Consider the situation three weeks before maturity if parity was 110. In its standard form a CoCo bond with this profile would trade at 100 plus the value of a three-week call option on parity at 120, or just above par and at a significant discount to parity, the analysts said.

But in the case of the L-3 4% due 2011, as soon as the bond had traded at a discount for 10 days it would then be convertible. So it wouldn't trade at a discount. It would actually trade at parity as it approached maturity and would be convertible exactly as a standard convertible bond, the analysts explained.

In addition, the analysts said, the contingent payment feature on the 4% issue may add 0.8 point to theoretical value. The 5.25% bond does not have that feature.

The analysts also said the volatility curve for L-3 shares implies a small discount for the 4% issue over the 5.25%. But the bottom line, the analysts said, is that on an implied volatility of 40.2% versus OTC/Listed at around 41%, the 4% issue is slightly undervalued compared to the option markets and is significantly cheaper than the 5.25% issue, which trades on an implied volatility of 49.6%.

Other reasons to switch out of the 5.25% issue into the 4%, the analysts said, are that it offers a superior risk/return profile, longer hard call protection, has pari passu ranking, is larger in size and has excellent change of control language like the 5.25%.

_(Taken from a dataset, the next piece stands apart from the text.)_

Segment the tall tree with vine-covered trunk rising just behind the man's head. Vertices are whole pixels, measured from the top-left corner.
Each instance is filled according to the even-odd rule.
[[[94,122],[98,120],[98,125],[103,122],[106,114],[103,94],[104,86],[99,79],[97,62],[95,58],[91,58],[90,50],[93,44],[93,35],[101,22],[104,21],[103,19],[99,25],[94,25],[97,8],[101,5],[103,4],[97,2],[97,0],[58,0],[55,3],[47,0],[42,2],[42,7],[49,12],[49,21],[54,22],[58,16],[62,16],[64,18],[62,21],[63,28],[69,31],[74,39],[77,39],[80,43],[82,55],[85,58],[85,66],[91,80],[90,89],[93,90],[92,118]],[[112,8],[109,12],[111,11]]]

The more balanced profile of the 4% issue leads to significantly better upside/downside participation. With a 25% movement in the stock, the 4% issue would participate with 76.1% of the upside and 64.4% of the downside, the analysts said, whereas the 5.25% issue have 75% upside participation and 74.8% downside.

"One might wonder how the 4% can outperform on the upside given a lower delta and a lower coupon. This highlights the importance of call protection," the analysts said in the report.

"In one year the 4% still has almost 1.5 years of hard call protection remaining. This means that it would trade at a 7.2% premium even with parity at 130.60 (+ 25%). However, in one year the 5.25% is absolutely callable and therefore trades at almost no premium."